2014 aviation incident in Pakistan

On 24 June 2014, while on approach to its destination, Peshawar, the Airbus A310 operating as Pakistan International Airlines Flight 756, was hit by gunfire fired from outside the airport. One female passenger was killed and two crew members received serious injuries.

== Aircraft ==
The aircraft involved was an Airbus A310-324ET manufactured by Airbus Industrie in 1993, and was 21 years old at the time of the incident.
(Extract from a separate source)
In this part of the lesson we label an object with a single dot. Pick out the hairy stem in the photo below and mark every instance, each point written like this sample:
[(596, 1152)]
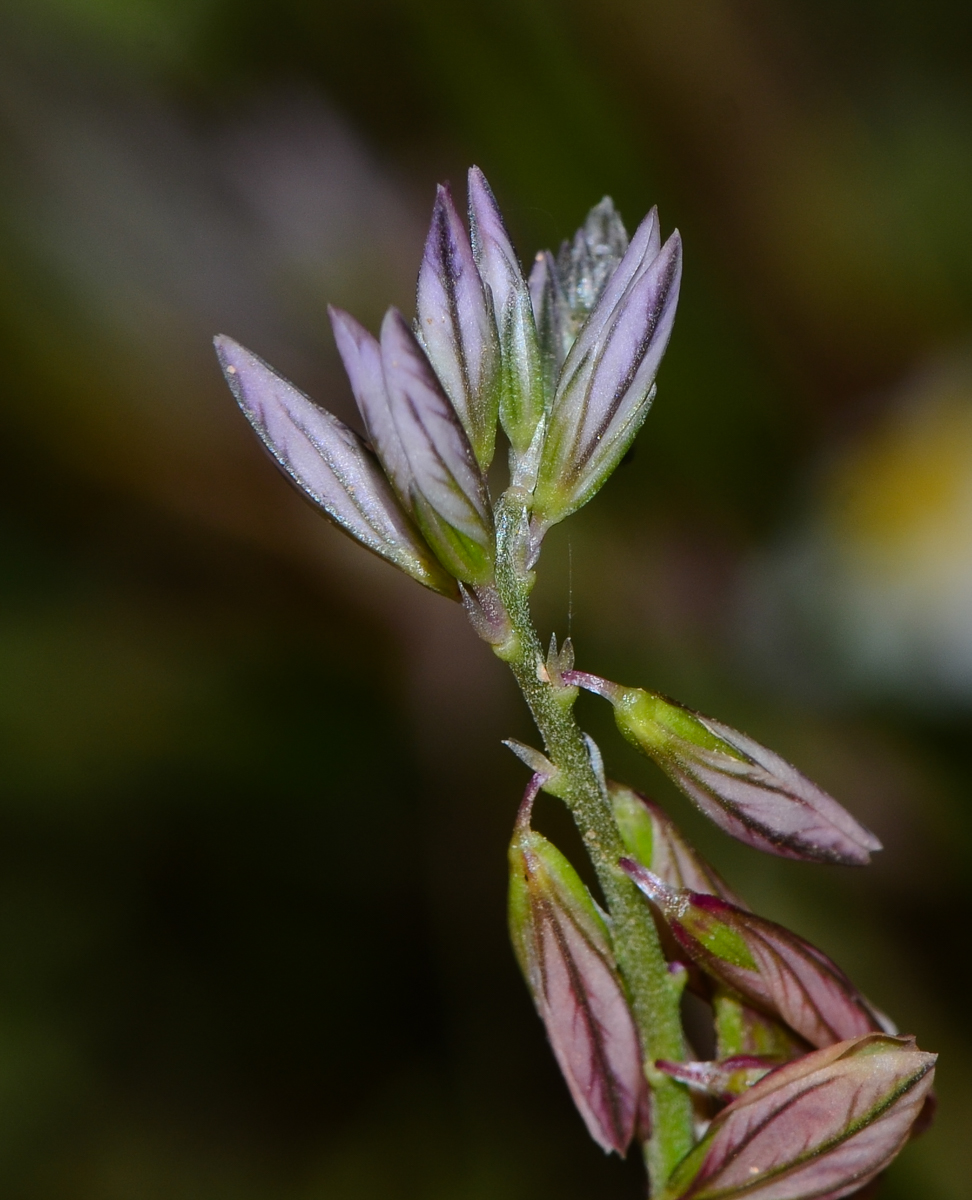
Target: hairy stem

It was registered as AP-BGN with serial number 676. It was powered by two Pratt & Whitney PW4152 engines.

== Accident ==
The flight was uneventful until the aircraft was approaching Peshawar when, at an altitude of around 4900 feet, it was hit by at least fifteen bullets. One female passenger was hit in the head and killed, and two cabin crew members were hit and seriously injured. According to officials of the airline the attackers aimed at the plane's fuel tanks and at the cockpit, in order to kill the pilots. Eight bullets hit the plane in an area near its service door, while one hit one engine. The day after the attack the Peshawar's Police confirmed that the bullets were fired by a submachine gun positioned in Masho Khel, and that after the attack the preparators fled away.

== Aftermath ==
After the attack numerous international carriers halted operations to Peshawar Airport, including Emirates and Cathay Pacific. On 25 June the aircraft was ferried to Karachi to be repaired; it returned to service on 28 June.